— Я ел орехи, — сообщил Сява, ощупывая проплешины. — Волшебная вещь! Вкус — О-о-о!.. Запах — О-о-о!.. Но вы недостойны орехов.
— Да вы что! — вытаращил глаза Культя. — Вы что, не слыхали, какие истории рассказывают о тех краях? Юг! Он же граничит с заграницей. Юг! Вы что забыли, кто там живёт? Южане! Они же хитрые и жадные.
— Не жаднее некоторых здешних, — позволил себе замечание попрошайка.
— Юг! — Культя содрогнулся в отвращении. — Разве не оттуда ползут подлые слухи, что у капиталистов целые горы картошек и тыквочек, и что фантики там валяются на помойках? Разве не забредавшие в наши края эти южные типчики, к счастью, давно уже беспартийные, болтали несусветные бредни, что, якобы, сами побывали за рубежом и что у них там не так уж и противно. А? Каково! — Критик ещё долго чехвостил капиталистический зарубеж и в хвост, и в макушку, стращал ужасами рабства, тиранией, цепями и подземными казематами с летучими мышами и ядовитыми гадами. Он так разошелся, что даже взопрел.
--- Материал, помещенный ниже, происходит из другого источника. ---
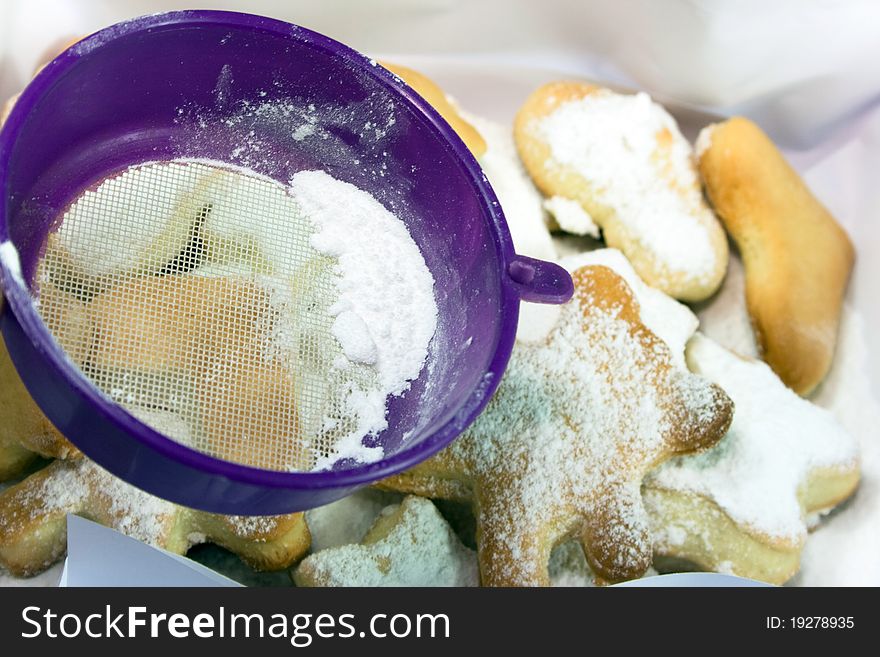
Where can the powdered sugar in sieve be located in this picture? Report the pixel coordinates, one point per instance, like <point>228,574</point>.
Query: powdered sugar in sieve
<point>261,322</point>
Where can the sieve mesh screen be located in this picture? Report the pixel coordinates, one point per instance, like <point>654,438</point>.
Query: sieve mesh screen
<point>190,294</point>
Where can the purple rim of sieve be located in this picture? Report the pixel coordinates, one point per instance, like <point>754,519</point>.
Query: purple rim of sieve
<point>32,345</point>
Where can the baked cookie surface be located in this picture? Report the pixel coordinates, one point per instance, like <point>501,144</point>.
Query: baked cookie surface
<point>623,159</point>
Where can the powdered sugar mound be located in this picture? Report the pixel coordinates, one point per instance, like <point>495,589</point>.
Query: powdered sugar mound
<point>775,441</point>
<point>612,141</point>
<point>410,545</point>
<point>725,317</point>
<point>384,282</point>
<point>571,217</point>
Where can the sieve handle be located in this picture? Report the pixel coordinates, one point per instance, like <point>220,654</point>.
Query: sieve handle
<point>539,281</point>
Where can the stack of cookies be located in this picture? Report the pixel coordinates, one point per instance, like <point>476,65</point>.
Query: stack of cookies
<point>622,440</point>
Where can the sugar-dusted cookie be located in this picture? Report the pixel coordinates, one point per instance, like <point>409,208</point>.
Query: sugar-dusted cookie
<point>25,432</point>
<point>437,98</point>
<point>347,521</point>
<point>797,257</point>
<point>410,544</point>
<point>624,160</point>
<point>740,507</point>
<point>33,526</point>
<point>563,445</point>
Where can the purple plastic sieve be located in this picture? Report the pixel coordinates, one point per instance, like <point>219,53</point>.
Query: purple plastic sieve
<point>128,95</point>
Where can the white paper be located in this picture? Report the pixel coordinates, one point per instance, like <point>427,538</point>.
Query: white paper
<point>98,556</point>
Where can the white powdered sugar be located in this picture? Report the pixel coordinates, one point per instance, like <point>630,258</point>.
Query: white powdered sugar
<point>386,292</point>
<point>571,217</point>
<point>129,510</point>
<point>725,317</point>
<point>776,440</point>
<point>418,549</point>
<point>613,141</point>
<point>385,313</point>
<point>558,420</point>
<point>669,320</point>
<point>843,550</point>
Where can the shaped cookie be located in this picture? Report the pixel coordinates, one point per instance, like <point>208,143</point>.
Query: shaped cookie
<point>563,445</point>
<point>410,544</point>
<point>624,160</point>
<point>25,432</point>
<point>33,524</point>
<point>200,340</point>
<point>741,506</point>
<point>797,257</point>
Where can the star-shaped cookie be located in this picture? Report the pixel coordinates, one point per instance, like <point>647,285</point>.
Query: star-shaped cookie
<point>563,446</point>
<point>410,544</point>
<point>742,506</point>
<point>33,526</point>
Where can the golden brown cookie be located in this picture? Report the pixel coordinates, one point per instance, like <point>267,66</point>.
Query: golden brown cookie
<point>623,159</point>
<point>438,99</point>
<point>24,431</point>
<point>563,445</point>
<point>797,257</point>
<point>202,338</point>
<point>33,520</point>
<point>742,506</point>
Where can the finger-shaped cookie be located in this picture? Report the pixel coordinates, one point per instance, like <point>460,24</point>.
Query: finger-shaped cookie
<point>741,506</point>
<point>33,527</point>
<point>577,421</point>
<point>624,160</point>
<point>797,257</point>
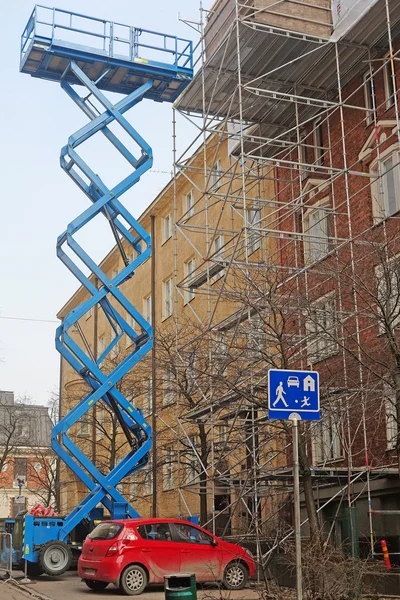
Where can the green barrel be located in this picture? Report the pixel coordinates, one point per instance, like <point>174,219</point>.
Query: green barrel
<point>181,585</point>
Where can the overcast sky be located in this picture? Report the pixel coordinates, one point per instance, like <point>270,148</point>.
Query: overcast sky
<point>38,200</point>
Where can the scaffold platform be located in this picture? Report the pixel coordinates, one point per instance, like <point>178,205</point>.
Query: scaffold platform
<point>119,58</point>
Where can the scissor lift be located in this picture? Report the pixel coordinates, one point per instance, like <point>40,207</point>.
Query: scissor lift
<point>100,56</point>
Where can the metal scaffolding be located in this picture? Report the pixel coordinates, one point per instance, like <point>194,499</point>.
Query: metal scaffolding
<point>288,105</point>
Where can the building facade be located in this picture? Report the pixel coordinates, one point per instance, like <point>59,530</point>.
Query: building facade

Кнут слушал его, криво усмехаясь.
— А что это ты всё про закордон? — спросил он, когда критик примолк. — Мы туда идти, вроде бы, и не собираемся, а ты всё про закордон.
— Мы на юг собираемся, — подпел Сява, — а не к капиталистам, Кузмич их задери.
Культя прищурился.
— Я знаю одно. Там где юг, там поблизости и заграница, и кто идёт на юг приближается к загранице. Чуете, чем пахнет?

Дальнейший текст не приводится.